Choose a Single Place for Project Communication

Throughout the refactor, we leaned heavily on our project channel, #feat-vitess-channels, to collaborate, coordinate, and provide important updates. Because it served as our central point of contact, everyone kept up to date with new messages. It was a great place to ask questions or post code for review; you were sure to get a response within a few minutes. On several occasions, teammates would debug issues in threads for others to chime in or catch up on later. During the Light mode portion of the refactor, users who had volunteered to be opted in to the new queries would come to #feat-vitess-channels to report bugs and other strange behavior they’d encountered. If it was related to moving channels_members to Vitess, you could find it in this channel.

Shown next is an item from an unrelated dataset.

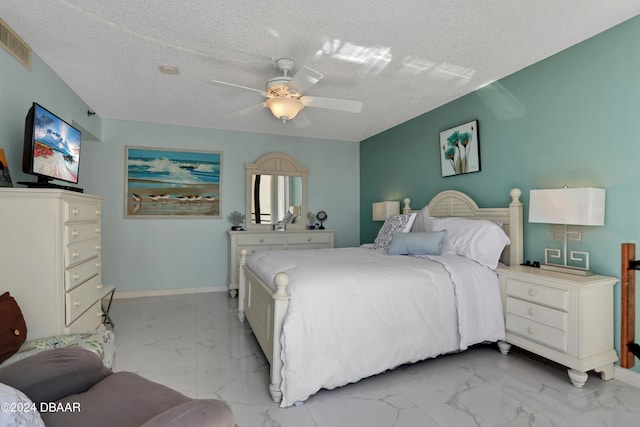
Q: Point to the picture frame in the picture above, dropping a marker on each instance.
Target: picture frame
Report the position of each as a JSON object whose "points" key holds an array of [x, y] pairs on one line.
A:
{"points": [[459, 148], [5, 176], [172, 183]]}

Most importantly, #feat-vitess-channels was a place for us to keep each other motivated. As the refactor dragged on, with engineers cycling on and off and Dark mode continuing to throw us a number of curveballs, it became increasingly difficult to stay optimistic about our progress. Engineers from across the company would occasionally pop in with an encouraging “You got this!” or a series of emoji reactions to a weekly status update. Small, thoughtful acts of support can go a long way to boost team morale, and having a convenient place where colleagues could share their encouragement helped make it a common occurrence.

By keeping all communication pertaining to the project in a single place, it’s easy for everyone involved with the refactor to stay on the same page. Teammates can join and leave the effort without extensive knowledge transfers. External stakeholders can check in on the latest progress without pinging you directly. Perhaps most importantly, it can be a place of support and encouragement. For ideas on how to establish good communication habits, refer to Chapter 7.

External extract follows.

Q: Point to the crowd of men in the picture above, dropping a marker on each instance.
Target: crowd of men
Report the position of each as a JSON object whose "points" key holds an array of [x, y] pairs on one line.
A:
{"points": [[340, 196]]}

Design a Thoughtful Rollout Plan

The migration of the channel membership table to Vitess had a well-defined rollout strategy split into four concrete phases. At each stage, we had a strong vision of when we should opt different groups of users into our changes (i.e., users at the company first, followed by customers on the free tier, regular paid customers, and our largest customers last). On top of this procedure, we used highly reliable tooling built explicitly for the Vitess migration use case, which enabled us to quickly ramp up (and down) each of the different modes to distinct slices of users at our preferred pace.

Each of these factors helped us move forward quickly, but perhaps the most effective piece was our ability to roll back immediately if we began to notice a detrimental impact to our users. Having that power at our fingertips meant that we weren’t afraid to move forward aggressively. It was particularly useful when we entered the Light mode phase as we used volunteers within the company to read data from the Vitess cluster.

Even the most thoughtfully planned, meticulously executed refactor will lead to a handful of bugs, and it is often impossible to identify them all before beginning a rollout. If you can control who is opted in to your changes at important milestones, and can roll back swiftly, you’ll be able to make progress much more nimbly, surfacing potentially terrible regressions well before they become a serious incident.

Takeaways

Here are the most important takeaways from our refactor to migrate channels_members from our workspace-sharded clusters to user- and channel-sharded clusters in Vitess.

  • Set realistic estimates. Optimism is great, but missed deadlines can have serious ramifications.

  • Source the teammates you need; the ones available to you or currently on your team may not be the ones best suited for the job. Don’t be afraid to ask for new (or more) resources if you need them.

  • Plan project scope carefully. Any added scope should be accounted for during the planning phase to set expectations appropriately.

  • Choose a single place for project communication and stick to it.

  • Design a thoughtful rollout plan and invest in building the tooling you need to make ramp up (and down) as easy as possible.